CCCS’ funds, according to the Pennsylvania Charter School Law, first flow through the School District, which is then required by law to make 12 equal payments to CCCS, according to a fixed statutory formula, no later than the fifth day of each month.

Yet, through December 2011, CCCS has experienced ten, consecutive monthly defaults by CUSD, and the lack of timely payments has placed the charter school, and the continuing education of more than 3000 students, at risk.

"There is no question," said Dr. David Clark, CEO of Chester Community Charter School, "that we have been extraordinarily patient, up to this point, while our school and its students have been deprived, inappropriately, of the funding to which they are entitled.

"Our greatest concern," Dr. Clark added, "is that the academic progress for CCCS' school children will be negatively impacted, something we don't want to see happen. Such a development would be most unsettling for the entire city of Chester, and for its families. Neither the District, nor the PDE has the right to deprive these young people of an opportunity to be properly educated.
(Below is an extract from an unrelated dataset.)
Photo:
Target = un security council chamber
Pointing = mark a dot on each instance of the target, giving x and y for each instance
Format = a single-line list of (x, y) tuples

In that regard, we're petitioning the Commonwealth to restore funding."

Contrary to popular belief, the existence of charter schools within a school district does not contribute to budgetary shortfalls. In fact, when a student chooses a charter school education, not only does the student change schools but also the cost of educating the student changes schools.  In other words, while the school district “loses” funding when a student makes the choice to receive a charter school education, the school district also loses the cost of educating that student. And significantly, the funding that follows the student is not 100% of the cost of educating that student, but, rather, 75% of that amount, according to the Charter School Law. That being the case the school district actually enjoys a financial windfall when a student leaves.

As is the case for all brick-and-mortar charter schools, CCCS operates on the Charter School Rate, a reduced rate of funding determined as a percentage of the per-pupil funding of the school district.  That is to say, CCCS receives a smaller amount for each student it educates than does CUSD for the students in the schools it operates. Yet CCCS has achieved significantly greater outcomes.

The PDE has acknowledged CUSD's repeated defaults but has also acknowledged that it has several times advanced or loaned money to the District. In fact, the PDE recently acknowledged that it advanced several millions of dollars from CUSD’s 2011-2012 subsidy to pay off CUSD’s 2010-2011 debts. In making this advance, the PDE failed to protect CCCS from the District’s fiscal mismanagement and put CCCS’ 2011-2012 statutory entitlement in jeopardy. Equally important, the PDE’s practices have put the successful education of all of CCCS’ students in peril.

Since opening in 1998, CCCS has grown from an initial enrollment of 98 students to today’s enrollment of 3023 students. The public charter school is located in nine buildings over two campuses in the Chester-Upland School District. It has made AYP, the federal benchmark for academic success, for three years in a row.

CUSD, by comparison, has been ranked among the very worst-performing school districts in the Commonwealth, for decades.